Ghost’s “A Pale Tour Named Death” Makes Stop Albany’s Palace Theatre

Photo and Review: Chris Besaw

Last Thursday, December 14, the famed Palace Theatre in Albany, New York played host to a near capacity crowd. Swedish band Ghost treated the masses to a “spiritual” evening of rock music.

Ghost aptly calls their performance a ritual versus a concert. The evening’s ritual consisted of 26 hymns in a ceremony that lasted almost three hours. The stage setup included a set that looked like a church complete with a stained-glass window of the image of the former Papa Emeritus, a massive staircase with marble-like architecture and of course flowers. It was magnificent to behold.

Fans and dedicated devotees adorned in various tributes ranging from satanic nun outfits to nameless ghoul masks entered the theater eagerly waiting for the evening’s ritual to begin. “Miserere Mei, Deus” played through the PA system as fans began to take their seats.

The theater goes dark, the curtain pulls back, and smoke fills the dimly lit stage. It wasn’t long before you could hear “Ashes” being played, followed by “Rats.” A great start to the night. The crowd was singing along and dancing. Ghost also played an amazing acoustic version of “Jigolo Har Megiddo.” Papa Nihil’s blazing sax solo on “Miasma” was unforgettable.  The first Act continued with a great selection of songs focusing on albums Opus Eponymous and Infestissumam with notable song selections “Idolatrine” and “Con Clavi Con Dio.”

One thing I respect about this band after seeing them for the very first time back in 2012 at Metallica’s Orion Music and More Festival, is that not only does Tobias Forge (Papa Emeritus, Papa Emeritus II, Papa Emeritus III, and Cardinal Copia) capture the concert goers imagination musically and visually, but he also genuinely connects with the audience.  Whether it’s reaching out and kissing a fan’s hand during a song or asking you if like getting your “taints tickled,” he is truly a master at interacting with his audience which is why I have the upmost respect for him and his band.

After a brief 15-minute intermission, the band got the crow fired back up with “Spirit” and the thunderous “From the Pinnacle to the Pit.” Cardinal Copia took a moment to address the fans by asking them, “I bet you didn’t expect there to be one song so heavy, that it would wobble your asses? Did you? Do you like to have your asses wobbled? I bet however, that on your way down the aisle trying to find your designated seat, I bet you didn’t think that there was going to be one song so gosh darn infernally heavy that it would tickle your taints. So, Albany do you like to have your taints tickled? Is that what you’re saying? And you want me to tickle it for you? Okie dokie.” The band then launched into the heavy drum and bass driven “Mummy Dust,” as confetti and Papa Nihil 666 dollar bills filled the theater.

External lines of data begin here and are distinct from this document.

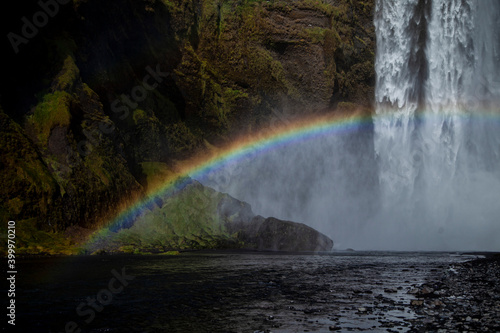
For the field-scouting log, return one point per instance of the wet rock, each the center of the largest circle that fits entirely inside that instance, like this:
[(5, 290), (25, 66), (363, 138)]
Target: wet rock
[(272, 234), (390, 290), (417, 302)]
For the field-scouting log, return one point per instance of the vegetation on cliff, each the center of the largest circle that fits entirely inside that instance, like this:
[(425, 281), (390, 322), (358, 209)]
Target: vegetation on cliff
[(102, 102)]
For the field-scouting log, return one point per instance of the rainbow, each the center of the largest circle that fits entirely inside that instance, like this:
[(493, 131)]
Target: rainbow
[(249, 146)]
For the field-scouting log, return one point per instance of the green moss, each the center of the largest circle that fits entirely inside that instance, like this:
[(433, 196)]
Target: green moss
[(51, 112), (31, 240), (96, 164), (189, 219), (315, 35), (68, 75)]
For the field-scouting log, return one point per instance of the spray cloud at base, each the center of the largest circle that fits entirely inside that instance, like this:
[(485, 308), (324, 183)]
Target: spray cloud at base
[(425, 175)]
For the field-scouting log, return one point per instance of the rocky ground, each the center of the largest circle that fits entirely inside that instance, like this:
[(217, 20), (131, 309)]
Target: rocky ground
[(465, 299)]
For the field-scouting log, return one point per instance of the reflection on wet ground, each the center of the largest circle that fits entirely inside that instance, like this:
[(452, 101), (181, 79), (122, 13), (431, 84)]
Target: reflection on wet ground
[(228, 292)]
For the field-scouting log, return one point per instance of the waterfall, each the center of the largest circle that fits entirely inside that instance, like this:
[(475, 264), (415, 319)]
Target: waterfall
[(438, 75), (426, 175)]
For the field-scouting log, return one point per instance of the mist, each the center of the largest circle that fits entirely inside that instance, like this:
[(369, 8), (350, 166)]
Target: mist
[(426, 174)]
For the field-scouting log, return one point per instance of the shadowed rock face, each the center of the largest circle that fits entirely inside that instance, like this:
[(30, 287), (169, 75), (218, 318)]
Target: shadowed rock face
[(74, 154), (278, 235), (194, 216)]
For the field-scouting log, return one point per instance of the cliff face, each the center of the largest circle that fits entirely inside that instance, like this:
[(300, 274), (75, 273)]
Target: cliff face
[(107, 94)]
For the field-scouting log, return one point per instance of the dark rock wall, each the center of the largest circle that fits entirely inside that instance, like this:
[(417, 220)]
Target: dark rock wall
[(107, 92)]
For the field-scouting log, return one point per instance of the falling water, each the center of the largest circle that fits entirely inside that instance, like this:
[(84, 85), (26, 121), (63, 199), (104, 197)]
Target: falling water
[(426, 176), (438, 80)]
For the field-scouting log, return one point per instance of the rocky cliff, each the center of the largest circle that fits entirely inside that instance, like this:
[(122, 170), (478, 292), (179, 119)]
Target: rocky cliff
[(99, 97)]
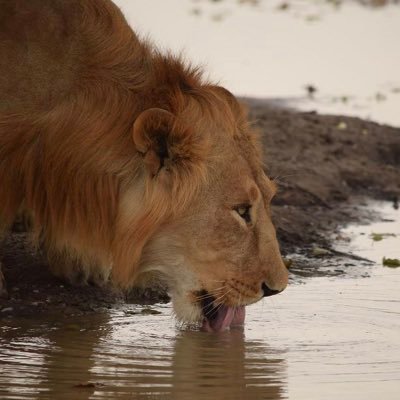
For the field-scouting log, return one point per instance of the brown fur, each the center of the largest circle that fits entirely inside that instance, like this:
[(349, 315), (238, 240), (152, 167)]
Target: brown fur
[(79, 148)]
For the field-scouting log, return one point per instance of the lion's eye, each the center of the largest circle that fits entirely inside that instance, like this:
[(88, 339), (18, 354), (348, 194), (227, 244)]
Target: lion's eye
[(244, 212)]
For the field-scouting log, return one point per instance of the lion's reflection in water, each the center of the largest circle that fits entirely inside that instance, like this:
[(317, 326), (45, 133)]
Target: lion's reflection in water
[(109, 357)]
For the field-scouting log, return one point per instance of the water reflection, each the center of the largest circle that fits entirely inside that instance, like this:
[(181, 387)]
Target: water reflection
[(226, 367), (113, 356)]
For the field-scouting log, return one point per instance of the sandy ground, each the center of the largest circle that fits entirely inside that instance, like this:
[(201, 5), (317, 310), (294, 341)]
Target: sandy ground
[(324, 165)]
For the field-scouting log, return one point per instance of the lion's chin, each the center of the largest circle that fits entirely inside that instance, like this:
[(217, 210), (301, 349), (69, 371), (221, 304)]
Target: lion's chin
[(224, 317)]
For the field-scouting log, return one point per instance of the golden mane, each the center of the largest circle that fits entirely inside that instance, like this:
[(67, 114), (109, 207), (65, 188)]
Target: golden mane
[(67, 155)]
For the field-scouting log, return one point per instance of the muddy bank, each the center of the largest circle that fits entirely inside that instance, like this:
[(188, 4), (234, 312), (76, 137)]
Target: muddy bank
[(321, 163)]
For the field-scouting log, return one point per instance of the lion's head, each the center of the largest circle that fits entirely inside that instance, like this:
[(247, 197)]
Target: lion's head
[(204, 220)]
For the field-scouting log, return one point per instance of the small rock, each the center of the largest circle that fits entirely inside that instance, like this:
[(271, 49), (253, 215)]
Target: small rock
[(320, 252)]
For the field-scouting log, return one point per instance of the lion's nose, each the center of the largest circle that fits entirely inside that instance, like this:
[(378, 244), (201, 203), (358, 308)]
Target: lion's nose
[(267, 291)]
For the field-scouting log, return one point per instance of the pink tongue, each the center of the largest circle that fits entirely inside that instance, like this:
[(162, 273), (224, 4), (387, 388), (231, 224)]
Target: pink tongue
[(225, 317)]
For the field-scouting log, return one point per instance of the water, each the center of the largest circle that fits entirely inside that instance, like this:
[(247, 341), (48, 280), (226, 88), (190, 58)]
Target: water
[(347, 51), (325, 337)]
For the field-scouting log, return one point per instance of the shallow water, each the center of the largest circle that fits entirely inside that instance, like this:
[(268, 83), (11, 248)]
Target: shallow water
[(275, 48), (325, 337)]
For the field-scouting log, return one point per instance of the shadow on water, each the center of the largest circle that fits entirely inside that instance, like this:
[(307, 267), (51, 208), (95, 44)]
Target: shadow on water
[(104, 356)]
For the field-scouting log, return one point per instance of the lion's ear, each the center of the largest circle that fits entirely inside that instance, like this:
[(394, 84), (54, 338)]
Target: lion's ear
[(152, 133), (169, 145)]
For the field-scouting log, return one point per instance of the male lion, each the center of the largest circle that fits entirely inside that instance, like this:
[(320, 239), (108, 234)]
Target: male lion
[(130, 164)]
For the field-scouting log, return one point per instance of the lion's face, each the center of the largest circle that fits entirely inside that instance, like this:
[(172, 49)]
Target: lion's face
[(218, 252), (228, 244)]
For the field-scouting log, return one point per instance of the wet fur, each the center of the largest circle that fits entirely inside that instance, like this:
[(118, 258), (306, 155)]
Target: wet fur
[(75, 78)]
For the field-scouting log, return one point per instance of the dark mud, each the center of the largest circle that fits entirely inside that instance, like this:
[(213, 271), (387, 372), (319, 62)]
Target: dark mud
[(323, 165)]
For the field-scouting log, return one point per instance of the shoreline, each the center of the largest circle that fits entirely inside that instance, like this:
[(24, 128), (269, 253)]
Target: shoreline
[(325, 166)]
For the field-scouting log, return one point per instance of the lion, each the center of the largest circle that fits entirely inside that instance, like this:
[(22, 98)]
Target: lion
[(131, 166)]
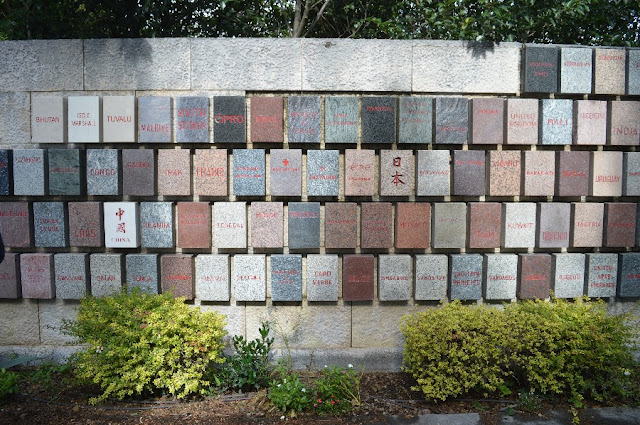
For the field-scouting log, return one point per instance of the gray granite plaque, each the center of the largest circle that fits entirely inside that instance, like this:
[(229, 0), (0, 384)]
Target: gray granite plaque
[(71, 275), (248, 172), (212, 277), (142, 272), (28, 172), (249, 277), (452, 120), (154, 119), (50, 224), (394, 277), (323, 172), (501, 276), (465, 276), (192, 119), (286, 278), (378, 120), (156, 224), (304, 119), (304, 225), (106, 274), (322, 277), (340, 119), (415, 119), (229, 119), (103, 177)]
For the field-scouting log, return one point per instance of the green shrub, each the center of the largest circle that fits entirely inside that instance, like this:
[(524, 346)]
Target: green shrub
[(138, 343)]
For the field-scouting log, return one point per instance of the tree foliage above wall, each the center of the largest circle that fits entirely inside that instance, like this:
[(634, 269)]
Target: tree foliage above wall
[(598, 22)]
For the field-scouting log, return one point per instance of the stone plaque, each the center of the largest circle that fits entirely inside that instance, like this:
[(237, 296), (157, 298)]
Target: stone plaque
[(358, 277), (47, 119), (452, 120), (522, 121), (118, 119), (323, 172), (341, 119), (602, 275), (413, 225), (103, 176), (541, 69), (625, 123), (607, 173), (83, 119), (249, 278), (322, 278), (36, 276), (340, 227), (286, 172), (573, 173), (555, 221), (465, 276), (469, 173), (535, 276), (71, 276), (304, 119), (192, 119), (415, 119), (505, 169), (28, 172), (266, 224), (85, 224), (266, 119), (431, 277), (576, 65), (156, 224), (569, 275), (397, 173), (193, 225), (378, 120), (138, 172), (449, 225), (50, 224), (501, 276), (286, 278), (488, 121), (210, 172), (485, 224), (557, 122), (539, 173), (64, 172), (434, 173), (610, 67), (359, 172), (394, 277), (588, 218), (212, 277), (229, 119), (174, 172), (143, 272), (176, 275), (15, 228), (154, 119), (519, 225), (591, 122), (106, 274), (248, 172), (230, 224), (376, 224), (121, 225), (304, 225)]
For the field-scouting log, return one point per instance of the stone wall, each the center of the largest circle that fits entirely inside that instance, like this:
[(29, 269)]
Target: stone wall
[(329, 186)]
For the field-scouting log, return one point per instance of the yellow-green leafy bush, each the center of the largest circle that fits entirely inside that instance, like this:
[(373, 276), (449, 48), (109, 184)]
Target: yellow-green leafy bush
[(138, 343)]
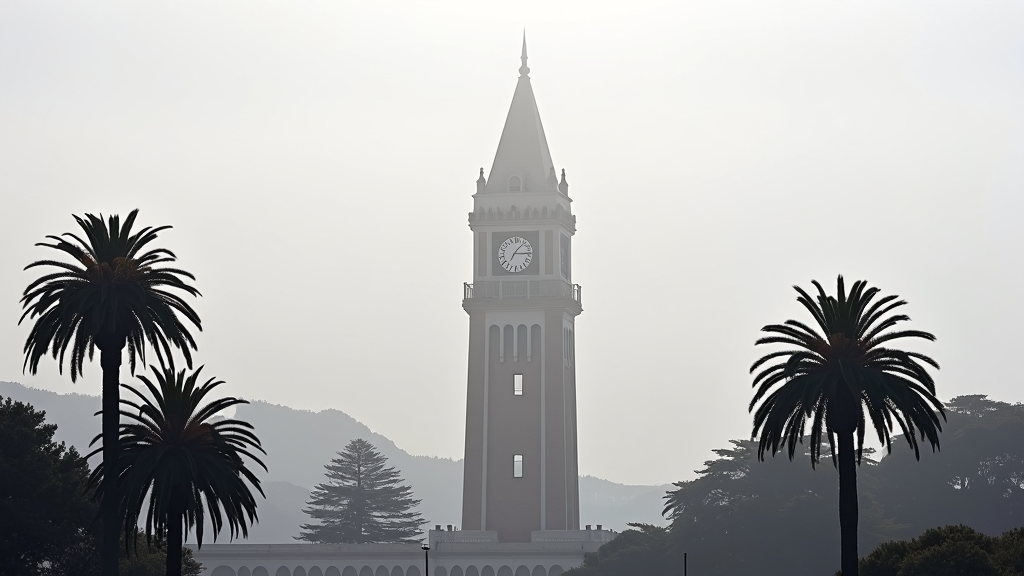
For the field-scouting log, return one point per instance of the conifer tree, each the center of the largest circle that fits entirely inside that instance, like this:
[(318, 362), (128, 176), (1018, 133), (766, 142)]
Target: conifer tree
[(363, 500)]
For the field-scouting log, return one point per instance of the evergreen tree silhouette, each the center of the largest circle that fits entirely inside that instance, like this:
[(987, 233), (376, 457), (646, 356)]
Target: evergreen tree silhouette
[(363, 500)]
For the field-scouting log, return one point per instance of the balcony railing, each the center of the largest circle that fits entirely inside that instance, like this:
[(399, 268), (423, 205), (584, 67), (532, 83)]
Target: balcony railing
[(522, 290)]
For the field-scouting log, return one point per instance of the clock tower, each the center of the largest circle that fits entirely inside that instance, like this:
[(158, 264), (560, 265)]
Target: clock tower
[(520, 466)]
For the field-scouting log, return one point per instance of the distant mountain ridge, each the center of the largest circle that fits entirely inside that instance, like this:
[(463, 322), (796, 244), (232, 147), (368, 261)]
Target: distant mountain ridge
[(299, 443)]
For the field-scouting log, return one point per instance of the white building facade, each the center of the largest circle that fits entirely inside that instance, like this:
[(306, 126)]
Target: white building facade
[(520, 493)]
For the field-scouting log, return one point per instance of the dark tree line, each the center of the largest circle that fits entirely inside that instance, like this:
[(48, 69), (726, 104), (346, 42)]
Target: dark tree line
[(743, 517), (47, 517), (114, 291)]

As the night’s ritual came to an end, the band concluded with their homage to 80’s power ballads, “Dance Macabre” and their monster hit “Square Hammer.”  The band exited the stage again briefly before returning one more time saying goodbye with their faithful closer “Monstrance Clock.” Cardinal Copia and his Nameless Ghouls disappeared as the songs outro peacefully washed over the fans as they exited the theater ending the evenings ritual.